Presently, to reduce the impact of E. betae, the main methods are fungicidal treatments and a range of partially resistant varieties. However, despite annual surveys for E. betae prevalence little is known about the disease’s diversity, its source of infection and strains that re-infect after fungicidal treatment.
Sugar beet leaf showing symptoms of powdery mildew (left) - grey-white mycelium and (right) - Rust (Uromyces betae) - orange/brown pustules
Following a successful proposal, titled: “Discovering the source of sugar beet infection and re-infection by Erysiphe betae”, the British Beet Research Organisation (BBRO) granted TGAC the funding to, quantify the diversity of the UK E. betae species, determine the source of infection of the sugar beet crop, and identify the effects of fungicidal application on pathogen genetic diversity.
The research project will use a hundred E. betae genome sequences from both an agricultural and wild setting, contributed via the BBRO and wider sugar beet industry, and will analyse the pathogen to design genetic markers that will be used in a rapid detection technology to identify infection in sugar beet species.
This will be accompanied by the generation of a draft genome assembly of a secondary beet pathogen, the rust Uromyces beticola, which will allow the research team to gain further insight into the sugar beet pathogen, answering questions regarding its size and complexity, and informing potential follow-up studies.
Dr Mark McMullan, Population & Evolutionary Biologist in the Plant & Microbial Genomics Group at TGAC, said: “Evolution of powdery mildew in the wild may drive adaptation to crop hosts and cause losses in agriculture. By analysing the population genetics of pathogens that span both wild and agricultural ecosystems we hope to shed light on the causes of sugar beet infection and also on the causes of agricultural host-pathogen evolution.”
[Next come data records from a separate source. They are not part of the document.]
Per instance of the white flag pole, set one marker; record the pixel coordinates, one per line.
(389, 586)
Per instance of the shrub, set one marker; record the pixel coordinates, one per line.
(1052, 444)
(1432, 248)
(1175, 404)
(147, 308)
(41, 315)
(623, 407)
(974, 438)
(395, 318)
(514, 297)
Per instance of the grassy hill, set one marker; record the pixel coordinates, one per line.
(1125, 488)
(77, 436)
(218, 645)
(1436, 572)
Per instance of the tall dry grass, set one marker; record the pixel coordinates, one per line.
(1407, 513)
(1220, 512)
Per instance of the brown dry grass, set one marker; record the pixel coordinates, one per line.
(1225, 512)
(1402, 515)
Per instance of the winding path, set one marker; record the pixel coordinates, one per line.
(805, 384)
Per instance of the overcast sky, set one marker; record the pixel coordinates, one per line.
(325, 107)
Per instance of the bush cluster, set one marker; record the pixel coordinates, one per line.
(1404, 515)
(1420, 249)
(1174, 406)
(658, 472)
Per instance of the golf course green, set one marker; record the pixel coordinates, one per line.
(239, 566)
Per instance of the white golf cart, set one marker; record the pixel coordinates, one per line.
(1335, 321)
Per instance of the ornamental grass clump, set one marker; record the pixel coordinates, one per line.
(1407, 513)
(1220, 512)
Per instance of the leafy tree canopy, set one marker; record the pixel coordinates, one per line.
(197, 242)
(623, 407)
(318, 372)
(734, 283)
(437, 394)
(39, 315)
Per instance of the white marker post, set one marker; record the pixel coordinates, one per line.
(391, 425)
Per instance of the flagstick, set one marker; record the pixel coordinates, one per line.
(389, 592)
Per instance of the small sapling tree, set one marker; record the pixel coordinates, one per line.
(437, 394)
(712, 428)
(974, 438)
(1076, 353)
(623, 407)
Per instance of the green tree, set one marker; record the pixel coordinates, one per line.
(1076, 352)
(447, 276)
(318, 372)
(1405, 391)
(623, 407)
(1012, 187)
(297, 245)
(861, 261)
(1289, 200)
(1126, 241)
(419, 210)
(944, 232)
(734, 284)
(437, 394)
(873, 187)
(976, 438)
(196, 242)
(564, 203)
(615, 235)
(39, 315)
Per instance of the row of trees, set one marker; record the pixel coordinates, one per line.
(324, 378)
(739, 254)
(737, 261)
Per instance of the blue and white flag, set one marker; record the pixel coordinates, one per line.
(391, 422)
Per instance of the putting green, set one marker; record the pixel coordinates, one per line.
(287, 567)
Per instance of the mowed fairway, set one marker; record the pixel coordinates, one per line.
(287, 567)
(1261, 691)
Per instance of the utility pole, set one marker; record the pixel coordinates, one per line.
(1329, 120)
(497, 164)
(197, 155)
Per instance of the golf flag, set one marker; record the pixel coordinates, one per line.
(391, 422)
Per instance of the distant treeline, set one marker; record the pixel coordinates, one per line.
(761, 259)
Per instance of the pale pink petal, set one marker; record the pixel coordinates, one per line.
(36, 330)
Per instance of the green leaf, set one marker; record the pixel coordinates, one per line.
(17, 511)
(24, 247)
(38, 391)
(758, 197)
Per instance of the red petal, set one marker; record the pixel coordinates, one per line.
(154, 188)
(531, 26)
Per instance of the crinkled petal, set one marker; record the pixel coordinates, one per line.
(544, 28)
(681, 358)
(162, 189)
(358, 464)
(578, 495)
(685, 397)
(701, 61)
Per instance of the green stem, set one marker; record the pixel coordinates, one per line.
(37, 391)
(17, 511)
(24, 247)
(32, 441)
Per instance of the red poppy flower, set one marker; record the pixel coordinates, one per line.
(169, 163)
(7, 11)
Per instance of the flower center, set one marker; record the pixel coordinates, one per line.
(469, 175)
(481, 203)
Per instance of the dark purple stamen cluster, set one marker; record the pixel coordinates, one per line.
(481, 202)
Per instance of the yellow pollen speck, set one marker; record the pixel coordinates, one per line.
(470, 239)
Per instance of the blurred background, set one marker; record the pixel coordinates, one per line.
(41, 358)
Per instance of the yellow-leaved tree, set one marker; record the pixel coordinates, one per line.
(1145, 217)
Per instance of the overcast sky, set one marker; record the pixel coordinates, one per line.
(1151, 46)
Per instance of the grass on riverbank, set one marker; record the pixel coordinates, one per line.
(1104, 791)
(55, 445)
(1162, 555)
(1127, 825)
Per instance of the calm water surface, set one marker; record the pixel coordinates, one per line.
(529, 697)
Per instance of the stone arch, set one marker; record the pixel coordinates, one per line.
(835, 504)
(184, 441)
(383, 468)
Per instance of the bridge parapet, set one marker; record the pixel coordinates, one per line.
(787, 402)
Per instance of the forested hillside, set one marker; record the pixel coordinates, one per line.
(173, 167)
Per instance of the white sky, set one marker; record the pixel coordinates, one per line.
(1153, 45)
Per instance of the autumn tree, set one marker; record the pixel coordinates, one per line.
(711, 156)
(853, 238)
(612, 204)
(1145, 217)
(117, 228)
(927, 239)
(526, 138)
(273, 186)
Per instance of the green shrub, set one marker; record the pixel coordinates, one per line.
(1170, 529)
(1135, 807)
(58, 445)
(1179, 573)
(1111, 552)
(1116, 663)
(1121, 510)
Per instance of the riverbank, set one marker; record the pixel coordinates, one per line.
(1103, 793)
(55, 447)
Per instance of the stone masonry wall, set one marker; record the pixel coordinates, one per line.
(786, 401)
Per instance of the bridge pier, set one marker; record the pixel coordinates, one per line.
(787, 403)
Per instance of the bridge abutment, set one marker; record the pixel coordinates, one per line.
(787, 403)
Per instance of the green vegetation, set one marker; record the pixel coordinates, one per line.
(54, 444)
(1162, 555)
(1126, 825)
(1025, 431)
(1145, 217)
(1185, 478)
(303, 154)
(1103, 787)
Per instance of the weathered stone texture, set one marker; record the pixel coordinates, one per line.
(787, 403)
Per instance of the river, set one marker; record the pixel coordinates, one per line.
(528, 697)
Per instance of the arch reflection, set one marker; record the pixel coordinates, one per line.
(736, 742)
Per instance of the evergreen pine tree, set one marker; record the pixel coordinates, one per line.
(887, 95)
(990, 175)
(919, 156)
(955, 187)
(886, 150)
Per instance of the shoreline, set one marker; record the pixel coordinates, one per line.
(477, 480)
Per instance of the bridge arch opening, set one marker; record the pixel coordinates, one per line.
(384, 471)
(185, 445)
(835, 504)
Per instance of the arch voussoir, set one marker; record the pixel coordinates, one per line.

Priorities in the sugar beet industry are to protect and promote sugar beet yield and performance and an important part of this objective is to decrease yield losses caused by fungal pathogens.
Currently, the main treatments for E. betae, are the triazole/strobilurin fungicides which are currently under scrutiny, due to concerns of their effects on the human endocrine system. Alternatives to widespread fungicide treatment are: targeted fungicidal applications and optimal deployment of current resistant cultivars via improved disease forecasting and identification of pathogen reservoirs.
Dr Matthew Clark, Plant & Microbial Genomics Group Leader, said: “Wild plants can often be a reservoir of agricultural diseases especially important if it’s where they complete their life cycle. A better understanding the biology of E. betae and how modern agriculture is affecting it could enable better land management to minimise yield loss, pesticide use and harm to the environment.”
Understanding the diversity of a pathogen population can improve development of resistant cultivars, facilitate treatment programmes and allow the identification of new infectious strains. Studying the diversity of E.betae strains will inform resistance trials and allow for the future development of targeted treatment of possible virulent strains.
Identification of genetic variation will enable the researchers to design DNA markers for an infield detection system using an isothermal DNA amplification system from TwistDx as a diagnostic tool. Knowing the source of the E. betae agricultural outbreak will inform surveillance and treatment decisions to reduce fungicide treatment. By analysing E. betae species that infect both before and after fungicidal treatment will identify those that are more resistant to current treatment strategies.
E. betae genome sequencing is especially favourable because of the recent release of the sugar beet genome sequence. Together, these genomic resources are valuable tools for the future discovery of novel resistance genes for E. betae infection and improved sugar beet varieties.
Dr Lawrence Percival-Alwyn, Research Associate in Plant & Microbial Genomics at TGAC, added: “Currently it’s unknown how fungicidal treatment affects the success of different E.betae strains. By sequencing strains that infect prior to and those that re-emerge following fungicidal treatment, we hope to identify those strains that are more resistant to current treatments. With greater insight into the mode of infection and progression of E. betae on the sugar beet crop, combined with strain specific identification in the form of a diagnostic assay, the ultimate goal is to inform disease management strategy and potentially introduce targeted treatment programmes.”
TGAC’s research has the potential to lead to the development of markers for an infield diagnostic test for Erysiphe betae. Scientists will develop two types of DNA-based diagnostic tests, lab-based and infield based test kits using the TwistDx technology.